C.Sen est un personnage tour à tour dur et cynique, mais aussi déconneur, affable et dragueur, suivant l’heure du jour – ou de la nuit – à laquelle on le croise dans les ruelles de son XVIIIe arrondissement parisien. Depuis ses premières apparitions sur les mixtapes de son crew 75018 BeatStreet ou les sirops noircis du frère Aucune Chance, il n’a jamais raconté autre chose, n’a jamais donné dans l’ego-trip, trop occupé à regarder la vie en face : “Je ne veux pas être pris en défaut, je ne suis pas là pour raconter des salades. La vie est telle qu’elle est, et je ne veux ni l’embellir, ni la noircir. Elle est plus intéressante comme ça.”
Une hauteur de vue, une honnêteté brutale que l’on retrouve sur Questions réponses, où le rappeur interroge entre autres une carrière qui peine à décoller, tout ce rap jeté dans le vide et le succès qui reste en suspens : “Est-ce que j’ai raison de continuer ? C’est un bonheur que je m’offre, mais à mon âge, c’est irresponsable. Insister à ce point sans avoir du succès, c’est très dur. Quand tu es un artiste qui ne passe pas à la radio ou à la télé, tu es de la merde. Tout le monde te le dit, la vie te le dit, la société te le dit.

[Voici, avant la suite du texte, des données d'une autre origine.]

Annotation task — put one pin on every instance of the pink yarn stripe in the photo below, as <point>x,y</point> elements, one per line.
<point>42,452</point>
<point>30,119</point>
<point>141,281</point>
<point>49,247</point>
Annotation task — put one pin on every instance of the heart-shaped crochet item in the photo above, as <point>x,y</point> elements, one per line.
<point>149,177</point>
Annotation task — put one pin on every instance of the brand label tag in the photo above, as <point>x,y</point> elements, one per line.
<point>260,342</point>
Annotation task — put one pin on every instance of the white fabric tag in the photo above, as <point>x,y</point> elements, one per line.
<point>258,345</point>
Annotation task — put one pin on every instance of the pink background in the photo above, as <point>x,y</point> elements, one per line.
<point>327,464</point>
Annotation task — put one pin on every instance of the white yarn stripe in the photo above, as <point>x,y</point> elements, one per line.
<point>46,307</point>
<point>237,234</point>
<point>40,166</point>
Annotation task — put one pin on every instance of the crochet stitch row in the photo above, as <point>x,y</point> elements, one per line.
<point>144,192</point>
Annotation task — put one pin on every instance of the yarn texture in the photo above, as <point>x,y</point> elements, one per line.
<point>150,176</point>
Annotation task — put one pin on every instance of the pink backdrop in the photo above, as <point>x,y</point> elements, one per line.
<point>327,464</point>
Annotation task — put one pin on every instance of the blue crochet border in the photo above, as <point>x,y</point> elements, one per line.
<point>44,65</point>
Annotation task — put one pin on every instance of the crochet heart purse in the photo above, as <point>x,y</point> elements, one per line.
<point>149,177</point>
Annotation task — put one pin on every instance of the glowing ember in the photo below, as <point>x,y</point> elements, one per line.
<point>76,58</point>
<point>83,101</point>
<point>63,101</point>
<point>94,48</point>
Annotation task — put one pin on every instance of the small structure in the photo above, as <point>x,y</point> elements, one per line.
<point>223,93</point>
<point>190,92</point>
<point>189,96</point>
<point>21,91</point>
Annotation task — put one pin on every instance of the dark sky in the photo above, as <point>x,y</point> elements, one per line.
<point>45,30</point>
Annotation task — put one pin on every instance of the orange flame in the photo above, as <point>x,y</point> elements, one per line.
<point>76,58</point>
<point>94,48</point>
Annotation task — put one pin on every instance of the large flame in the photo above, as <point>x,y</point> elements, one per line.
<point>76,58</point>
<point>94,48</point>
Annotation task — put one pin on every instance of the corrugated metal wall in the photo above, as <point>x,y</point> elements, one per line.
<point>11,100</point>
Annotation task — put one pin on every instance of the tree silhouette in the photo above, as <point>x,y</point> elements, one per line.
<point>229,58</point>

Il faut que je me dépêche…”
http://www.youtube.com/watch?v=sg4GA9fU6Ew
Mais il y a plus : si ce texte interroge les dissensions internes du rappeur, il révèle aussi les nôtres, ces tensions intimes que l’on vit tous sans rien en dire autour de nous, ces reproches qu’on se fait à soi-même lorsque la lumière s’éteint, ces bleus au coeur qu’on garde pour soi. C’est ici que se niche la poésie : “Il y a cette sincérité de dire ce que je suis, mais il y a aussi une volonté de voir un peu de beauté dans la médiocrité de nos vies. Personne n’a de la superbe tous les jours. Tout le monde va aux chiottes, tout le monde se fait plaquer, tout le monde a mal à en crever. J’essaie de rendre ces choses communes un peu plus intéressantes. Ça parle de nous, on est des hommes.”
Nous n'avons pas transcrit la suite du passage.